Final search results for searching norbornane (SMILES: C1CC2CCC1C2) against the drugbank-all dataset (from file examples-tmp/search-workflow/drugbank-all-q1-results.txt):

Query	Target	Dissimilarity
0	Camphane	0.08333333333333333

First few lines of the final search results for searching the 5 most similars for members of the vitamins dataset against the drugbank-all dataset (from file examples-tmp/search-workflow/drugbank-all-q30-mostsimilars-results.txt):

Query	Target	Dissimilarity
0	Vitamin A	0.0
0	Alitretinoin	0.14814814814814814
0	Tretinoin	0.14814814814814814
0	Isotretinoin	0.14814814814814814
0	1,3,3-trimethyl-2-[(1E,3E)-3-methylpenta-1,3-dien-1-yl]cyclohexene	0.1956521739130435
1	Alitretinoin	0.14814814814814814
1	Tretinoin	0.14814814814814814
1	Isotretinoin	0.14814814814814814
1	1,3,3-trimethyl-2-[(1E,3E)-3-methylpenta-1,3-dien-1-yl]cyclohexene	0.1956521739130435
1	4-Oxoretinol	0.23333333333333334
2	1,3,3-trimethyl-2-[(1E,3E)-3-methylpenta-1,3-dien-1-yl]cyclohexene	0.02631578947368421
2	Vitamin A	0.17391304347826086
2	(6e)-6-[(2e,4e,6e)-3,7-Dimethylnona-2,4,6,8-Tetraenylidene]-1,5,5-Trimethylcyclohexene	0.2
2	Alitretinoin	0.2962962962962963
2	Tretinoin	0.2962962962962963
3	Thiamine	0.0
3	Thiamin Phosphate	0.15757575757575756
....

Launch Web UI

Launch script examples/rest-api-small.sh.
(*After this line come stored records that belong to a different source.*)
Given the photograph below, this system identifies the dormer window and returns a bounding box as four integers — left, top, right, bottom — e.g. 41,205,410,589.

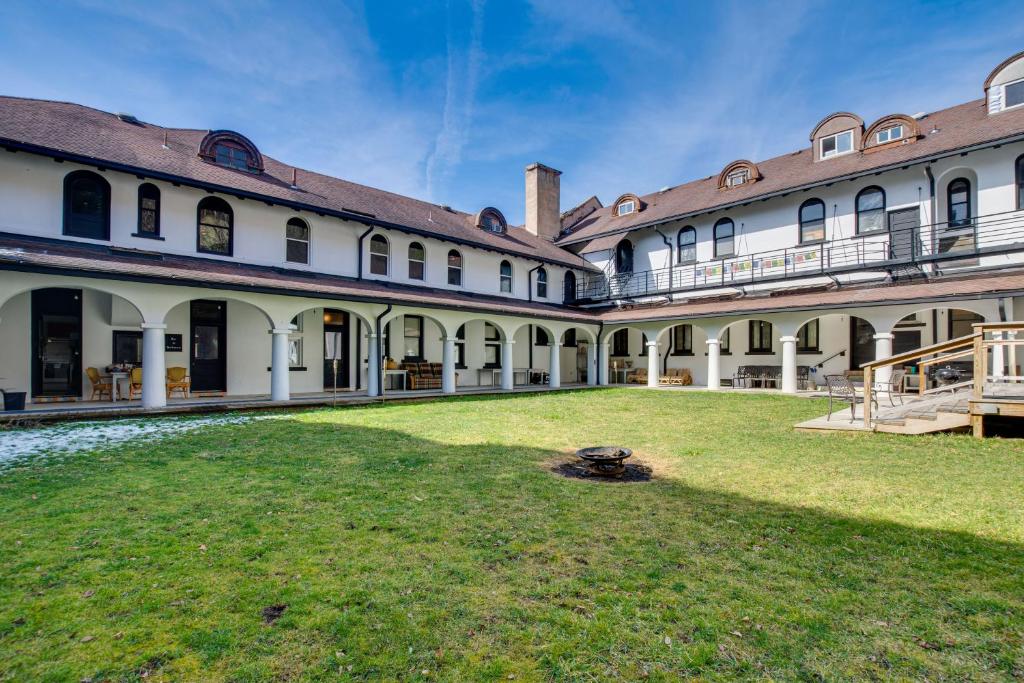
1002,79,1024,110
876,124,903,144
213,142,252,171
820,130,853,159
611,194,643,217
199,130,263,173
725,168,751,187
476,207,508,234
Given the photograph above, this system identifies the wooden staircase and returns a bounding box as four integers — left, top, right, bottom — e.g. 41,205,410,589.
861,321,1024,437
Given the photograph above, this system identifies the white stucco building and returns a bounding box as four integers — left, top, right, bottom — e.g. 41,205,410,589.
0,53,1024,408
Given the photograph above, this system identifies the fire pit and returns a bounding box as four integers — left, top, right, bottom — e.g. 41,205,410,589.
577,445,633,477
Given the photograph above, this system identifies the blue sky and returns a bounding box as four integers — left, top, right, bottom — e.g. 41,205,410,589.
0,0,1024,223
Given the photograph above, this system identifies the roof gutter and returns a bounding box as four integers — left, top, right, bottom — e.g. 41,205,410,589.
0,137,593,268
556,133,1024,247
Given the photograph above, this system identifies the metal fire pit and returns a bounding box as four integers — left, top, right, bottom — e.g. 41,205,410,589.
577,445,633,477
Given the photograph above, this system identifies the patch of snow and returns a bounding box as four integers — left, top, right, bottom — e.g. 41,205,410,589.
0,414,281,470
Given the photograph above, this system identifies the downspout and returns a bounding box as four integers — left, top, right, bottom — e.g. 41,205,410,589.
922,164,938,271
654,227,674,292
376,305,393,403
526,263,544,301
355,225,374,280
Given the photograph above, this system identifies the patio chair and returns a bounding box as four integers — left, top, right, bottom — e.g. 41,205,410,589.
85,368,114,400
167,368,191,398
871,368,906,408
825,375,879,422
128,368,142,400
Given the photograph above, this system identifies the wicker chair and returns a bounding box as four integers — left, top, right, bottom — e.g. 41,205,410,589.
128,368,142,400
85,368,114,400
825,375,879,422
167,368,191,398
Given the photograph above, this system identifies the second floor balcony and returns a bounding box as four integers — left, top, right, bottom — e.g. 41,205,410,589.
573,211,1024,304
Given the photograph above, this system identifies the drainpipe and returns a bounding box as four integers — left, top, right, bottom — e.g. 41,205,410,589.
922,165,938,270
526,263,544,301
355,225,374,280
376,305,393,403
654,227,674,292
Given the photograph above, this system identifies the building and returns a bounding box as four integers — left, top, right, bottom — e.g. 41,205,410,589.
0,52,1024,408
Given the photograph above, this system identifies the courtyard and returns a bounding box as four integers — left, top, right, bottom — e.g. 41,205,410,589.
0,388,1024,681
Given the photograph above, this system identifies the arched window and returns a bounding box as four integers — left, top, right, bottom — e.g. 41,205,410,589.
409,242,427,280
285,218,309,263
676,225,697,263
196,197,234,256
1017,155,1024,211
449,249,462,287
537,268,548,299
715,218,736,258
63,171,111,240
615,240,633,273
946,178,972,227
857,186,886,234
135,182,160,238
370,234,391,275
800,200,825,245
562,270,575,303
498,261,512,294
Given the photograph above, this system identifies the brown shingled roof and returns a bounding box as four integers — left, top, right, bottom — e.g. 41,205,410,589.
0,96,592,268
556,99,1024,246
0,233,597,324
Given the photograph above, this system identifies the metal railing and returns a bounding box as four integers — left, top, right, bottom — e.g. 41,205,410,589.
575,211,1024,303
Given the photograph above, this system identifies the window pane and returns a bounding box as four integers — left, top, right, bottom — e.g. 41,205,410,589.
286,240,309,263
836,131,853,154
199,225,230,254
1004,81,1024,106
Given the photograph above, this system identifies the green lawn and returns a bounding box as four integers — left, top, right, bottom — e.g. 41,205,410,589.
0,389,1024,681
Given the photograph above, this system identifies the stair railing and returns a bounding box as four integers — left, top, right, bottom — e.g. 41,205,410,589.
861,321,1024,428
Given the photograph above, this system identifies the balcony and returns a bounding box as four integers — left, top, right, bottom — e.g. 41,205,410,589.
574,211,1024,304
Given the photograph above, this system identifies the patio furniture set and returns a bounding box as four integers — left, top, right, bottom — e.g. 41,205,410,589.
85,368,191,401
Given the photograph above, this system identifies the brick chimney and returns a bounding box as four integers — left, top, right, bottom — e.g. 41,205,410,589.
526,164,562,241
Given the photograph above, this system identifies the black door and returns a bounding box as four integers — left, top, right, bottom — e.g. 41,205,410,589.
32,288,82,396
189,300,227,391
324,308,348,390
889,207,921,261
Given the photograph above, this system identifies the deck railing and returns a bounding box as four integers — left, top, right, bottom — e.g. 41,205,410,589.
861,321,1024,433
575,211,1024,303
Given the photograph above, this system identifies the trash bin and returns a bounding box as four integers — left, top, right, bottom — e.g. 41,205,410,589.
3,391,26,411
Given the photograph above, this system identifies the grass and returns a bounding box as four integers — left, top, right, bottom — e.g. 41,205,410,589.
0,389,1024,681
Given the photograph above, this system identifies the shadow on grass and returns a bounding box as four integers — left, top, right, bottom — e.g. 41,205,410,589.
0,413,1024,680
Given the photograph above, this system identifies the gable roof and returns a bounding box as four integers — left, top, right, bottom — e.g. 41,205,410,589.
555,99,1024,246
0,96,592,269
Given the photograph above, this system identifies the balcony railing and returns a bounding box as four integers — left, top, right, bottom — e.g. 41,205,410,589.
575,211,1024,303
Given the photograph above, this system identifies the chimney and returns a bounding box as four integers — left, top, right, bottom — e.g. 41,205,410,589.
526,164,562,241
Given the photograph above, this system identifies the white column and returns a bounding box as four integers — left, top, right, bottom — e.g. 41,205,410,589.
587,344,599,386
142,323,167,408
367,332,381,396
992,332,1007,377
708,337,722,391
548,340,562,389
502,339,515,391
647,339,662,387
871,332,893,394
270,328,292,400
597,342,611,386
441,337,455,393
778,337,797,393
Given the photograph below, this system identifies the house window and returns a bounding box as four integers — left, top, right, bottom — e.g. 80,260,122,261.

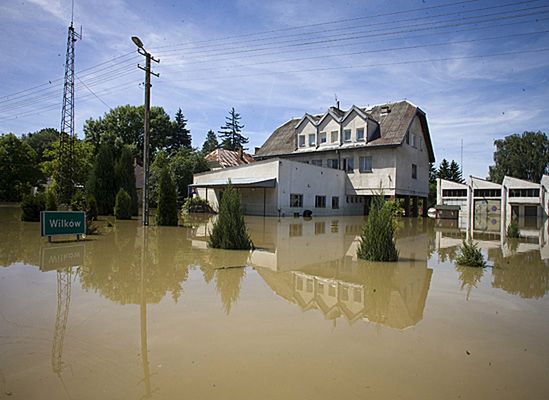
290,193,303,207
315,196,326,208
341,157,355,174
315,222,326,235
328,158,339,169
358,156,372,172
318,132,326,143
343,129,351,142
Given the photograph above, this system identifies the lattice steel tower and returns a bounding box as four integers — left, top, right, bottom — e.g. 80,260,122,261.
57,18,82,204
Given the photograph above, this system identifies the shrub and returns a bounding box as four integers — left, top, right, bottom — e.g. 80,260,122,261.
114,189,132,219
208,181,253,250
86,193,98,221
46,187,57,211
357,195,398,261
456,240,486,267
21,193,46,222
507,220,520,238
181,196,212,213
156,166,178,226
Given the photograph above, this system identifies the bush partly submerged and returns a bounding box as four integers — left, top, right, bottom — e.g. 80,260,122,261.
208,182,252,250
357,195,398,261
456,240,486,267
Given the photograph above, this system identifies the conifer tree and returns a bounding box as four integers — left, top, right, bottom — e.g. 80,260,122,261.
202,129,219,155
219,107,248,151
114,145,138,215
448,160,463,183
208,181,252,250
88,143,116,215
166,108,192,154
156,166,178,226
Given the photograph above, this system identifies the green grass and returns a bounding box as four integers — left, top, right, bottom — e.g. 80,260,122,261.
456,240,486,268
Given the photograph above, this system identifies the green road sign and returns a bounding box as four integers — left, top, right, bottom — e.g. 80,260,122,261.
40,211,86,236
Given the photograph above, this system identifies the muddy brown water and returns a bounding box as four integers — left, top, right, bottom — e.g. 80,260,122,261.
0,207,549,399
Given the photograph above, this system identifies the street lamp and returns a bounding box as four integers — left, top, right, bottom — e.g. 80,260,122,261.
132,36,160,226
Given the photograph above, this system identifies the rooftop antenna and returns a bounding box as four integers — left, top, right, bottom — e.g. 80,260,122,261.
57,0,82,204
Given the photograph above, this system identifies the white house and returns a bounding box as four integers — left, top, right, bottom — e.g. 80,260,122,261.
193,101,434,215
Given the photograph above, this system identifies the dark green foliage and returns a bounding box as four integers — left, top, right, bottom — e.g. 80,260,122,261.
490,131,549,183
46,186,57,211
84,105,174,162
449,160,463,183
21,128,59,163
219,107,248,151
88,144,116,215
114,145,138,215
456,240,486,267
169,148,209,206
357,195,398,261
208,183,252,250
202,129,219,155
166,108,192,154
21,193,46,222
70,190,86,211
86,194,99,221
156,167,178,226
114,188,132,219
0,133,42,201
181,196,212,214
507,220,520,238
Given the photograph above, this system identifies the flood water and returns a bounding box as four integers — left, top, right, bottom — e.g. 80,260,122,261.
0,207,549,399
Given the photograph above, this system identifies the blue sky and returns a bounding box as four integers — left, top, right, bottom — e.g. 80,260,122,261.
0,0,549,177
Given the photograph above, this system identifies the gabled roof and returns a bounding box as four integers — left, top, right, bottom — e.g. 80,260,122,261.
254,100,435,162
204,149,255,168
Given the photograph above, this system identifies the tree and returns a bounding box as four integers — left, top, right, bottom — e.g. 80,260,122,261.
202,129,219,155
219,107,248,151
437,158,450,179
166,108,192,154
357,194,398,261
84,105,174,159
208,181,252,250
490,131,549,183
156,166,178,226
114,188,132,219
114,145,138,215
448,160,463,183
88,143,116,215
169,148,209,206
0,133,41,201
21,128,59,163
40,139,92,204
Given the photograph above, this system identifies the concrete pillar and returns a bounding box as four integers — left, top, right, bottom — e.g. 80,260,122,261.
412,196,418,217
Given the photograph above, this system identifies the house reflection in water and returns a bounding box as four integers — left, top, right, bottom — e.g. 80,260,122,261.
242,218,432,329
This script calculates CFP-7 fingerprints for the nci-250k dataset and launches a web based user interface where real time similarity search of the dataset is available. Profiling and execution statistics data is also collected and exposed. For details on launching the web ui and on other self contained examples see document REST API example.
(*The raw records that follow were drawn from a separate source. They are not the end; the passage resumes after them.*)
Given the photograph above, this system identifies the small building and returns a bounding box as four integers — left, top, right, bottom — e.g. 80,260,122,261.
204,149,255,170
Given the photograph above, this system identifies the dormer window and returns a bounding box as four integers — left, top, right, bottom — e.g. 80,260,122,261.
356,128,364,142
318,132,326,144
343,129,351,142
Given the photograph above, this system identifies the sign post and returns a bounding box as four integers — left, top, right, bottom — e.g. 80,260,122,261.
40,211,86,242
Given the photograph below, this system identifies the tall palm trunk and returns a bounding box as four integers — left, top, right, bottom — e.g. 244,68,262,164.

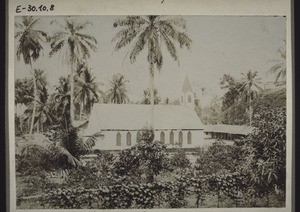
149,58,155,130
249,96,252,127
29,59,37,135
70,59,75,124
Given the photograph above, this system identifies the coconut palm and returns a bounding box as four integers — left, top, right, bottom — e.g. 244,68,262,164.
238,71,263,126
75,69,98,120
21,112,103,174
49,17,97,123
106,73,129,104
15,16,47,134
269,48,286,85
51,77,70,117
142,88,161,105
24,87,55,132
112,15,191,126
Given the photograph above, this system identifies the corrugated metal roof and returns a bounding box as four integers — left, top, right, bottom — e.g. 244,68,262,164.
86,104,203,134
204,124,254,135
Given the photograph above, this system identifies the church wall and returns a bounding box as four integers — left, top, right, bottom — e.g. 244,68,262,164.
94,130,204,150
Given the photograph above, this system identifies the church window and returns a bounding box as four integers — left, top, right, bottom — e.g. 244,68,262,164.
188,131,192,144
179,131,183,144
116,132,121,146
160,132,165,143
126,132,131,146
136,131,142,143
170,131,174,145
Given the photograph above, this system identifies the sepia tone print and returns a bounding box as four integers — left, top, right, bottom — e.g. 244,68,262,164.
14,15,287,209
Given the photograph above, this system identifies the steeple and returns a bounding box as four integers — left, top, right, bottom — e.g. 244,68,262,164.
180,76,194,109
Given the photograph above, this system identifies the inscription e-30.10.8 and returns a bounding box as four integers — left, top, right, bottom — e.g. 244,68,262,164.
16,4,54,13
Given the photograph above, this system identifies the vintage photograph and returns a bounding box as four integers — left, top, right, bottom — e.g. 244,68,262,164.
11,15,287,209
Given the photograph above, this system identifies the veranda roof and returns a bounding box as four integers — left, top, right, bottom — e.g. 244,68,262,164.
204,124,254,135
86,104,203,134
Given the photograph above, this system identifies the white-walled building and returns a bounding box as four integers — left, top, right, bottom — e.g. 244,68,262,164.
85,77,203,150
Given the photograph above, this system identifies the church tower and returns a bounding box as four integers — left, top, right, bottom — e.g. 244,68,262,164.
180,76,195,109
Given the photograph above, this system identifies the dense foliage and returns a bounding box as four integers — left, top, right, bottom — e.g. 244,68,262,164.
237,107,286,195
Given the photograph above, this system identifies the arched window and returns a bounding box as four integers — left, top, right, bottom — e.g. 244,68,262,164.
116,132,121,146
136,131,142,143
170,131,174,145
126,132,131,146
160,132,165,143
178,131,183,144
188,131,192,144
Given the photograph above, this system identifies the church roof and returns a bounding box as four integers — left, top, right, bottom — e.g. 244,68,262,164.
182,76,193,93
204,124,254,135
86,104,203,134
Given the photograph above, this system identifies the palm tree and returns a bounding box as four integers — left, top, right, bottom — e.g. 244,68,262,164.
27,69,48,132
21,112,104,175
75,69,98,120
112,15,192,127
269,48,286,85
25,87,55,132
15,16,47,134
106,73,129,104
51,77,70,117
49,17,97,123
239,71,263,126
142,88,161,105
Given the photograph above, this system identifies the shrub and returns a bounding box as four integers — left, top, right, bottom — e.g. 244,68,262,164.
170,148,191,169
115,127,168,182
241,107,286,196
195,141,241,175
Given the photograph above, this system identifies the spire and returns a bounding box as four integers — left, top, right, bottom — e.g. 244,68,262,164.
182,76,193,93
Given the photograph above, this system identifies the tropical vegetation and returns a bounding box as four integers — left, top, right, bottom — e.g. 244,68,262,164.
14,15,287,209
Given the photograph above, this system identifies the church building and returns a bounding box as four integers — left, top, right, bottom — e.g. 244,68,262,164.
85,77,203,150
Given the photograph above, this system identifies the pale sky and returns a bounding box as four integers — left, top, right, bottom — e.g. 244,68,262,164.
15,16,286,106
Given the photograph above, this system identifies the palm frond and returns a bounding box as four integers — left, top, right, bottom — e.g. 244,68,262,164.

examples/rest-api-small.sh -b

Preprocessing time is expected to be under a minute on an average machine. After the preprocessing the scripts starts the web ui server which listens http://localhost:8085. When option -b passed to the example script the Web UI will try to launch the default web browser.

....

Try to launch browser on http://localhost:8085/index.html

A browser window is opened and an index page is displayed:

Index page

On the displayed index page select nci-250k-cfp7 from Molecular descriptors to launch the real time similarity search example.

Real time similarity search

Or select nci-250k from Molecule set to see the structures in the set.

Molecules

Scripts exposing multiple, larger datasets, multiple descriptors are also available (rest-api-XXXX.sh). For an overview see document Self contained examples.